Overview of Apache Spark Streaming

Apache Spark Streaming provides data stream processing on HDInsight Spark clusters. With a guarantee that any input event is processed exactly once, even if a node failure occurs. A Spark Stream is a long-running job that receives input data from a wide variety of sources, including Azure Event Hubs. Also: Azure IoT Hub, Apache Kafka, Apache Flume, Twitter, ZeroMQ, raw TCP sockets, or from monitoring Apache Hadoop YARN filesystems. Unlike a solely event-driven process, a Spark Stream batches input data into time windows. Such as a 2-second slice, and then transforms each batch of data using map, reduce, join, and extract operations. The Spark Stream then writes the transformed data out to filesystems, databases, dashboards, and the console.

Stream Processing with HDInsight and Spark Streaming.

Spark Streaming applications must wait a fraction of a second to collect each micro-batch of events before sending that batch on for processing. In contrast, an event-driven application processes each event immediately. Spark Streaming latency is typically under a few seconds. The benefits of the micro-batch approach are more efficient data processing and simpler aggregate calculations.

Introducing the DStream

Spark Streaming represents a continuous stream of incoming data using a discretized stream called a DStream. A DStream can be created from input sources such as Event Hubs or Kafka. Or by applying transformations on another DStream.

A DStream provides a layer of abstraction on top of the raw event data.

Start with a single event, say a temperature reading from a connected thermostat. When this event arrives at your Spark Streaming application, the event is stored in a reliable way, where it's replicated on multiple nodes. This fault-tolerance ensures that the failure of any single node won't result in the loss of your event. The Spark core uses a data structure that distributes data across multiple nodes in the cluster. Where each node generally maintains its own data in-memory for best performance. This data structure is called a resilient distributed dataset (RDD).

Each RDD represents events collected over a user-defined timeframe called the batch interval. As each batch interval elapses, a new RDD is produced that contains all the data from that interval. The continuous set of RDDs is collected into a DStream. For example, if the batch interval is one second long, your DStream emits a batch every second containing one RDD that contains all the data ingested during that second. When processing the DStream, the temperature event appears in one of these batches. A Spark Streaming application processes the batches that contain the events and ultimately acts on the data stored in each RDD.

Example DStream with Temperature Events.

Structure of a Spark Streaming application

A Spark Streaming application is a long-running application that receives data from ingest sources.
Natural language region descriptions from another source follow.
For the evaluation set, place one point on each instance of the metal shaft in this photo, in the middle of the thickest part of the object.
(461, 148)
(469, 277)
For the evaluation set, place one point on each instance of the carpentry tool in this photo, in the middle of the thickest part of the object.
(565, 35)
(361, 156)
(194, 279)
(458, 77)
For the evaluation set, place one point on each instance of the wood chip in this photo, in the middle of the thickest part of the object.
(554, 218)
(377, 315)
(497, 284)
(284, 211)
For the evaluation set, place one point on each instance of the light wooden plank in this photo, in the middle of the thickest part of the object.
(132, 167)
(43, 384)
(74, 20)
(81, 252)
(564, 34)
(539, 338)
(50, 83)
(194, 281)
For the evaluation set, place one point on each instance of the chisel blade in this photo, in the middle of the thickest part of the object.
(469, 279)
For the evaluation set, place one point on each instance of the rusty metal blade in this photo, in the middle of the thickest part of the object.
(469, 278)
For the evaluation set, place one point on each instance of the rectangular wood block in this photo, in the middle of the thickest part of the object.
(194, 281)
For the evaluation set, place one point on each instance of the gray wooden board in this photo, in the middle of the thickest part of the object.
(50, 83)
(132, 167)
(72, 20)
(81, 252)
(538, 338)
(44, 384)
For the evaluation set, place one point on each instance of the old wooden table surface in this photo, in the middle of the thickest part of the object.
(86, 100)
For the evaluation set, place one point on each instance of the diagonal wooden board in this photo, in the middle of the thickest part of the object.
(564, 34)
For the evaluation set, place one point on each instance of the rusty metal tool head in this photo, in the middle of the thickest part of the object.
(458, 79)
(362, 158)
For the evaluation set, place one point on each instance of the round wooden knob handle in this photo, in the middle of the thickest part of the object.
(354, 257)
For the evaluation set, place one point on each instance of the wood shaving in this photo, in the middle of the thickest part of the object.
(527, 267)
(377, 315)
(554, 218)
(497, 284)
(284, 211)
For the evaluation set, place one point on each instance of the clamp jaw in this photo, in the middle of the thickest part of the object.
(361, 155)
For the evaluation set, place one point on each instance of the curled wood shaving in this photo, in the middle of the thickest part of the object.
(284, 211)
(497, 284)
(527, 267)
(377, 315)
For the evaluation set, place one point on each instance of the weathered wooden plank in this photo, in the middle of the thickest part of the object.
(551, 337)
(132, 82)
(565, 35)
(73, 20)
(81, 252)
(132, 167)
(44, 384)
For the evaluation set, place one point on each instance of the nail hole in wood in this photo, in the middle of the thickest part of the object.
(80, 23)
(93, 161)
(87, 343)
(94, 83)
Applies transformations to process the data, and then pushes the data out to one or more destinations. The structure of a Spark Streaming application has a static part and a dynamic part. The static part defines where the data comes from, what processing to do on the data. And where the results should go. The dynamic part is running the application indefinitely, waiting for a stop signal.

For example, the following simple application receives a line of text over a TCP socket and counts the number of times each word appears.

Define the application

The application logic definition has four steps:

  1. Create a StreamingContext.
  2. Create a DStream from the StreamingContext.
  3. Apply transformations to the DStream.
  4. Output the results.

This definition is static, and no data is processed until you run the application.

Create a StreamingContext

Create a StreamingContext from the SparkContext that points to your cluster. When creating a StreamingContext, you specify the size of the batch in seconds, for example:

import org.apache.spark._
import org.apache.spark.streaming._

val ssc = new StreamingContext(sc, Seconds(1))

Create a DStream

With the StreamingContext instance, create an input DStream for your input source. In this case, the application is watching for the appearance of new files in the default attached storage.

val lines = ssc.textFileStream("/uploads/Test/")

Apply transformations

You implement the processing by applying transformations on the DStream. This application receives one line of text at a time from the file, splits each line into words. And then uses a map-reduce pattern to count the number of times each word appears.

val words = lines.flatMap(_.split(" "))
val pairs = words.map(word => (word, 1))
val wordCounts = pairs.reduceByKey(_ + _)

Output results

Push the transformation results out to the destination systems by applying output operations. In this case, the result of each run through the computation is printed in the console output.

wordCounts.print()

Run the application

Start the streaming application and run until a termination signal is received.

ssc.start()
ssc.awaitTermination()

For details on the Spark Stream API, see Apache Spark Streaming Programming Guide.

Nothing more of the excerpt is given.